供花

「ご臨終です」と告げるあのシーン

病院で医者が患者の瞳孔にライトを当てて「ご臨終です」と告げるあのシーン、その日に見るとは思っていませんでした。亡くなったのは母で、58歳という若さでした。1年前にステージ3の肺がんと診断されて、余命宣告も受けました。タバコも吸わない、毎日買い物には歩いて出かける、規則正しい生活週間を送る、という健康の見本のような母だっただけに「なぜよりにもよって私の母が?」と思わざるを得ませんでした。

「ありがとうございました」としか・・・

しかもステージ3となると回復の見込みは絶望的でした。母は我慢強い人で、多少の苦しさや痛さで周囲に訴えることはありません。それがたたって、ステージ3という状態まで進行してしまったのかもしれません。
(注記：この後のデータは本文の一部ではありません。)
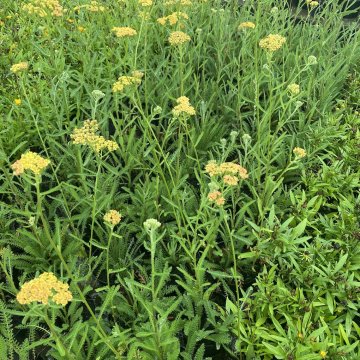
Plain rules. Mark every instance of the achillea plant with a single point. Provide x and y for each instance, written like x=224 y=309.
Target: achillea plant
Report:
x=30 y=161
x=44 y=289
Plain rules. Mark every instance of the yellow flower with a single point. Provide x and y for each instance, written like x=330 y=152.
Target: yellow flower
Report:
x=145 y=3
x=178 y=38
x=299 y=152
x=123 y=31
x=87 y=136
x=43 y=289
x=126 y=81
x=230 y=180
x=19 y=67
x=30 y=161
x=272 y=42
x=246 y=25
x=216 y=197
x=294 y=89
x=183 y=107
x=112 y=217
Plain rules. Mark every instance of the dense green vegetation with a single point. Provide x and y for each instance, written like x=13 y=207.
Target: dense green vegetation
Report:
x=210 y=208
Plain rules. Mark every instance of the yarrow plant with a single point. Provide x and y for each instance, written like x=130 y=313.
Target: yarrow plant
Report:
x=44 y=289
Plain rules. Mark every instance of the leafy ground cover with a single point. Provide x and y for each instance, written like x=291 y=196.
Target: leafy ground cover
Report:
x=179 y=180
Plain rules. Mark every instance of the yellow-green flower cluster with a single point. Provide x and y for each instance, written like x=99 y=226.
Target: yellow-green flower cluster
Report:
x=19 y=67
x=43 y=289
x=230 y=171
x=246 y=25
x=112 y=217
x=126 y=81
x=272 y=42
x=216 y=197
x=94 y=6
x=30 y=161
x=299 y=152
x=183 y=107
x=173 y=18
x=178 y=38
x=294 y=89
x=123 y=31
x=87 y=136
x=44 y=7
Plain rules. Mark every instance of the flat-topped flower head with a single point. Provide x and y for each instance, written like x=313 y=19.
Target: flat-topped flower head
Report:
x=272 y=42
x=299 y=152
x=178 y=38
x=30 y=161
x=22 y=66
x=86 y=135
x=216 y=197
x=44 y=289
x=294 y=89
x=123 y=31
x=246 y=25
x=183 y=107
x=112 y=217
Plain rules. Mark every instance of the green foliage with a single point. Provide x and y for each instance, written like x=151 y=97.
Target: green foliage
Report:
x=268 y=268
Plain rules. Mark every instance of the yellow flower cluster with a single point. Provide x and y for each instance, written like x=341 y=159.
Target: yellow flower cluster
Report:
x=87 y=136
x=183 y=107
x=173 y=18
x=299 y=152
x=94 y=6
x=246 y=25
x=44 y=7
x=178 y=38
x=228 y=170
x=19 y=67
x=125 y=81
x=30 y=161
x=123 y=31
x=272 y=42
x=112 y=217
x=43 y=289
x=294 y=89
x=216 y=197
x=145 y=3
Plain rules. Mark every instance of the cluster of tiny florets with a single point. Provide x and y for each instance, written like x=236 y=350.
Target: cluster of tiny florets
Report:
x=30 y=161
x=173 y=18
x=123 y=31
x=183 y=107
x=126 y=81
x=294 y=89
x=87 y=136
x=43 y=289
x=216 y=197
x=43 y=8
x=19 y=67
x=178 y=38
x=272 y=42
診断されてから亡くなるまでの約1年間、母はとても頑張って治療に耐えたと思います。辛い検査や抗がん剤治療も泣き言ひとつ言わずに受けていました。一度、腫瘍の摘出手術を受けましたが、それがすでに転移していたことを知った時も医師に「ありがとうございました」としか言いませんでした。

「肺がんにならなければもっと生きられたはずなのに」

その母の瞳孔反応が消えた時、私は呆然としました。あんなに頑張ったのに報われないで、そのまま死んでしまった母がかわいそうでなりません。姉も父も、黙って泣いていました。泣いてばかりもいられなくて、病院からすぐに病室からでなければならないことや、死亡届けの話などがポンポン出てきました。姉と父と、以前からもし母が亡くなったら葬儀社はどこにするか、搬送はどこに頼むか、緊急連絡先は、など一通り用意しておきましたが、いざとなると気持ちが追いついていかずに心が取り残されたようになってしまいました。役所で死亡届けを出すまでは、まだ母が死んだことが実感できませんでした。こんな紙切れで母がこの世からいないことになったというのが、不思議で悲しくてよくわからなくなりました。

 

「肺がんにならなければもっと生きられたはずなのに」という悔しさしか、今はまだ感じることができません。